While Dudley works at Rudy’s, 701 Massachusetts St., she mentions upcoming shows to people and says they are often surprised to learn she is a DJ. “They give me this look, like, ‘Are you serious? You’re a girl.’” Dudley says people have a certain idea in their heads of what a DJ or musician looks like, which she doesn’t always fit.
There was a band in the Northwest known as Swamp Mama Johnson who had a regional following, Dudley says. They were about to sign with a major label, but when an executive told them that they needed new hairdos, sexier clothes and to lose weight, they refused to sign.
“Women want to be themselves and express the sexiness of rock ‘n’ roll in a way that’s empowering,” Shaw says, “not in a way that conforms to pressures and expectations about how they should look.”
Slowly but surely
Women are often ignored or misunderstood when they go into music stores to buy equipment, Shaw says. Women often report male employees assuming they’re purchasing equipment for their boyfriends, or simply being rude if a girl is trying to purchase an electric guitar, bass or drum kit.
Doormen, bartenders and other men who also sometimes prejudge women. Lane recently had a negative experience on tour at a bar in Missouri. After loading in her equipment, she approached the bartender and ordered a PBR, explaining that it was free because of a drink special for the band. The bartender responded that the special was for the band, not girlfriends of band members.
“I’m sure my face got really red because I was mad,” Lane says. “I wanted to say, ‘Why would you assume that just because I’m a girl I would never be in a band?”
Instead, Lane corrected the bartender, who she says was especially nice to her the rest of the night. Lane says she has often been called “sweetheart” or had people assume that she was setting up her boyfriend’s drums.
Women are also routinely mistreated in the record industry, Shaw says. She credits improved technology as a step toward gender equality in rock ‘n’ roll. Women no longer have to rely on a record company to give them a contract, because they are able to make a living by making CDs and selling them independently. “It might not make as much money as having a record deal,” Shaw says, “but a lot of alternative rockers aren’t interested in making the big bucks. They just want to be able to make a living playing their music.”
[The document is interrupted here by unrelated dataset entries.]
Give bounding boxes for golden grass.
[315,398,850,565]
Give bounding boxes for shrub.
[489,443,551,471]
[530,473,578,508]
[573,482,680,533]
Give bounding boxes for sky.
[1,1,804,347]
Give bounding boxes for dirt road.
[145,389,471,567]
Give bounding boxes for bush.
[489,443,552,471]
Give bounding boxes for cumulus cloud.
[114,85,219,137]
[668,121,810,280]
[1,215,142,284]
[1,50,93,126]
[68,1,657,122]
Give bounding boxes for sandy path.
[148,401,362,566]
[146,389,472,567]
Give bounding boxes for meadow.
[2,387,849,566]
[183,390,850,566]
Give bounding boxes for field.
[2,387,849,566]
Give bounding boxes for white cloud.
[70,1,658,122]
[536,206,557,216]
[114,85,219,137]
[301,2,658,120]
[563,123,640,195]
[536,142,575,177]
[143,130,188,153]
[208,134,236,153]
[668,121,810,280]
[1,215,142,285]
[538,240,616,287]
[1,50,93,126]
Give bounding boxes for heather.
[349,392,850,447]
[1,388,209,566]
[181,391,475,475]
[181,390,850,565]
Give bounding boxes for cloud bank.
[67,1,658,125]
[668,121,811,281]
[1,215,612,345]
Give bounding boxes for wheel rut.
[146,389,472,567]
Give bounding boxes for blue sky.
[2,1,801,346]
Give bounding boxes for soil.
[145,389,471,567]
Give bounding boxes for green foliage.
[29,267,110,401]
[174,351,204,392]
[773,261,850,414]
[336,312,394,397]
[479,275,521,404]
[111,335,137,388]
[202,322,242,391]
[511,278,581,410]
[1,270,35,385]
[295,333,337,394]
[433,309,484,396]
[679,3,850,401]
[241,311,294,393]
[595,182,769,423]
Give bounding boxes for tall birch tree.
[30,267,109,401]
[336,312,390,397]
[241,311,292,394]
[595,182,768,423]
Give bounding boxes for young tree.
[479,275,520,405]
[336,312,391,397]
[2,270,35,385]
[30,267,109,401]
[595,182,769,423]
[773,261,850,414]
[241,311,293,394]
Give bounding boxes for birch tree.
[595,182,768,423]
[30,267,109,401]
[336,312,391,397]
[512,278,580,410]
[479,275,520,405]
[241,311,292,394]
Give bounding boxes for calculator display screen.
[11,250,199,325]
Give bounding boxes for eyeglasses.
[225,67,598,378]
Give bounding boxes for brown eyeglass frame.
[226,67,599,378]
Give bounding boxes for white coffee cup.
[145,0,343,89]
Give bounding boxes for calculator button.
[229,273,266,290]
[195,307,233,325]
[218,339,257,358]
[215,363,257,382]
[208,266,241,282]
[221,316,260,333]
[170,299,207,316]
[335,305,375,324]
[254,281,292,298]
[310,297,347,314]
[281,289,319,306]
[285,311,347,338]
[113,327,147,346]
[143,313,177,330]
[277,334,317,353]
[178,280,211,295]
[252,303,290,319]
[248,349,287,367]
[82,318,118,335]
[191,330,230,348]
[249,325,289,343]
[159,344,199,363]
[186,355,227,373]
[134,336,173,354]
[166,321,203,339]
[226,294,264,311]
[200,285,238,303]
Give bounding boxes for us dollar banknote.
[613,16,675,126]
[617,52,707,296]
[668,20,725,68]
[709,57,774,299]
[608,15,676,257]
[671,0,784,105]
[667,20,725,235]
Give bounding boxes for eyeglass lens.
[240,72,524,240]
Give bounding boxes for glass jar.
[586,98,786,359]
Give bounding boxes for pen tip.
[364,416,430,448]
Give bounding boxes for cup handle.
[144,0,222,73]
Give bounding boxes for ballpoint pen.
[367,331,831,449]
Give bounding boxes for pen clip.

And what about those women role models? The more girls who show up in bands today, the more younger girls may decide to pursue careers in rock ‘n’ roll. One of the best parts about being a woman in a band is being at the merchandise table and talking with younger female fans after the show, Lane says.
The younger girls are really excited to see her and her bandmate Brooke Hunt playing, she says. “They realize, ‘Oh, I can use all of those piano lessons I took for years and years,’” Lane says. She says she feels good because the girls are a lot less frightened to approach her or Hunt than to talk with the guys in her band.
Curtain call
The music fades out and Conroy hunches up her shoulders, tilts her head and demurely thanks the audience again, as though no one has ever liked her band’s music before. Her face spreads into one last shy smile as the between-set music gets louder and conversation resumes. She unplugs the black cords from the back of her keyboard and smiles as she walks into the shrieks and admiration of her friends. I stop her to tell her she is fantastic, and she thanks me. As she turns to leave, I cannot help but feel both embarrassed for doubting that Conroy was a musician and pleased that she has proved me wrong.